What Is The Equity Multiplier?
The equity multiplier measures the amount of asset financing attributed to equity. Equity Multiplier = Total Assets / Total Equity. A high equity multiplier infers high debt financing, meaning a relatively low portion of assets financed by equity.
Furthermore, investors use this metric in evaluating investments. Low equity multipliers typically indicate growing or new companies. Conversely, if a new company shows a high equity multiplier, this shows high levels of debt. Overbearing interest payments cause new companies to experience erratic earnings streams. This confuses investors and causes wild stock price moves. Additionally, investors do not understand what the company is worth, causing liquidity concerns.
Equity Multiplier In Practice
This measure is an accounting ratio that measures risk to creditors. Creditors measure risk primarily by liquidity, or ability to repay the loan amount.

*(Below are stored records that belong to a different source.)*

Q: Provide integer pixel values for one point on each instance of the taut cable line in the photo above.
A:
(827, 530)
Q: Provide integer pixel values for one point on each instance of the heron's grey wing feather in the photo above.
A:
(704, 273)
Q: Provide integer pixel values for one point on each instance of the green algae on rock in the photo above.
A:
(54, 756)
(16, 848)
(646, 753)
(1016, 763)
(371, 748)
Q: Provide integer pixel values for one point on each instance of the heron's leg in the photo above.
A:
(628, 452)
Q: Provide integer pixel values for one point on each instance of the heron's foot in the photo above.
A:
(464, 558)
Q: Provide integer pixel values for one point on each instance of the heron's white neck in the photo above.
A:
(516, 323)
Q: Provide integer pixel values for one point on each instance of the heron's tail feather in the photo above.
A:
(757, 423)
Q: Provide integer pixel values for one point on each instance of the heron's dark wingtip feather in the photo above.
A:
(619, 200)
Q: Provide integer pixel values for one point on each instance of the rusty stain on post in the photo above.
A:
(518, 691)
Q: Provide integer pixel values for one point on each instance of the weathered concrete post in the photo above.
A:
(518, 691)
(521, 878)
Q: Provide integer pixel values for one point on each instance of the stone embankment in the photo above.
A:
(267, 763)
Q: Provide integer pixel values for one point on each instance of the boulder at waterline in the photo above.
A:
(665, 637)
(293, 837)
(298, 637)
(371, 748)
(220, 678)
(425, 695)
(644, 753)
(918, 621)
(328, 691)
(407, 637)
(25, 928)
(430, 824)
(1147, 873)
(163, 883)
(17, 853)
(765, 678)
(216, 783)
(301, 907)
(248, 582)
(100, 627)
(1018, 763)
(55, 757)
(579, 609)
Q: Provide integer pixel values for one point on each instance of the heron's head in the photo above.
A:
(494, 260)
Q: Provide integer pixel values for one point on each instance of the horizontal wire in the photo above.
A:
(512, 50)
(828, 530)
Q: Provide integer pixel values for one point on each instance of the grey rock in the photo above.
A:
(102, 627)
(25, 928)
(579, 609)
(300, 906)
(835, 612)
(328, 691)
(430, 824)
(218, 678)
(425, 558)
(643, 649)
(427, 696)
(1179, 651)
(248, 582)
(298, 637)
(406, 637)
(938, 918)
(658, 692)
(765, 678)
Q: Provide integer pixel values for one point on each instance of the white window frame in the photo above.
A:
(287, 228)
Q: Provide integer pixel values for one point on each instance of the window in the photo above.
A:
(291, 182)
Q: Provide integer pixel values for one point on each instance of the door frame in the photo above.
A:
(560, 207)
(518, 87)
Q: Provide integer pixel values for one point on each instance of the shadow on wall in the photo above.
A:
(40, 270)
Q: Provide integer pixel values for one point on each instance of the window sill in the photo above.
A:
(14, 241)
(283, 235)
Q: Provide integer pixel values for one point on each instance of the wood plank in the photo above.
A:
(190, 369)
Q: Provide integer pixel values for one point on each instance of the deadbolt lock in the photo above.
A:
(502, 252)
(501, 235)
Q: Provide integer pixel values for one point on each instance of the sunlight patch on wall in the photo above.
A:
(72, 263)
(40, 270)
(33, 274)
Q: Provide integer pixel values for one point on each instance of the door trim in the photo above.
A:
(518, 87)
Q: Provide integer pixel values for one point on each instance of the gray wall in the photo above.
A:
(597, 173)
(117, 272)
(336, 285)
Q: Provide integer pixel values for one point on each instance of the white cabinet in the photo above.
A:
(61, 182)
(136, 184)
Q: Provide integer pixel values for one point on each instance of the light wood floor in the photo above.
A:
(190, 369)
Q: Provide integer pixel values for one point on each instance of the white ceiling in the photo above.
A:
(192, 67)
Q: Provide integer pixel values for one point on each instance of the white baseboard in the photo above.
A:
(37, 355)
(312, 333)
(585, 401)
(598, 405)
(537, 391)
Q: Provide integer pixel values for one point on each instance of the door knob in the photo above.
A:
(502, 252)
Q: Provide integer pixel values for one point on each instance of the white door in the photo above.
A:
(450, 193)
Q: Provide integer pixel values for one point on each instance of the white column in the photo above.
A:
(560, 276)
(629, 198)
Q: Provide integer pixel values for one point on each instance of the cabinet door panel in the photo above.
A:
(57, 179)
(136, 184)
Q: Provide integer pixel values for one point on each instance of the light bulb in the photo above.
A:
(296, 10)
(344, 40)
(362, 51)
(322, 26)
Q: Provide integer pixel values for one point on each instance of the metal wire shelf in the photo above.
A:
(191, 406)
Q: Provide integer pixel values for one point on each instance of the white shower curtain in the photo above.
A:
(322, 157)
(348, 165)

Savvy investors pay attention to industry trends regarding this leverage ratio. Furthermore, an outlier causes concern to investors. However, this does not mean that the company is doomed. Perhaps they have a new business practice that will leave the competition in the dust.
Conversely, perhaps unusual equity multipliers show poor management decisions. Risky capital structure sometimes destroys shareholder value. For example, the equity multiplier is the cornerstone for Dupont Analysis. This analysis, first used by Dupont, suggests that higher equity multipliers yield a higher return on equity (ROE) ratios. Some investors use strategies that revolve entirely around this financial ratio, thus seeking companies that fit the mold.
Finally, the equity multiplier, like other leverage ratios, need to be compared across industries. It does not make sense to measure a telecom company against a internet security startup. Investors who use factor-based analysis, such as investing in companies with high ROE, find this ratio essential in-stock selection.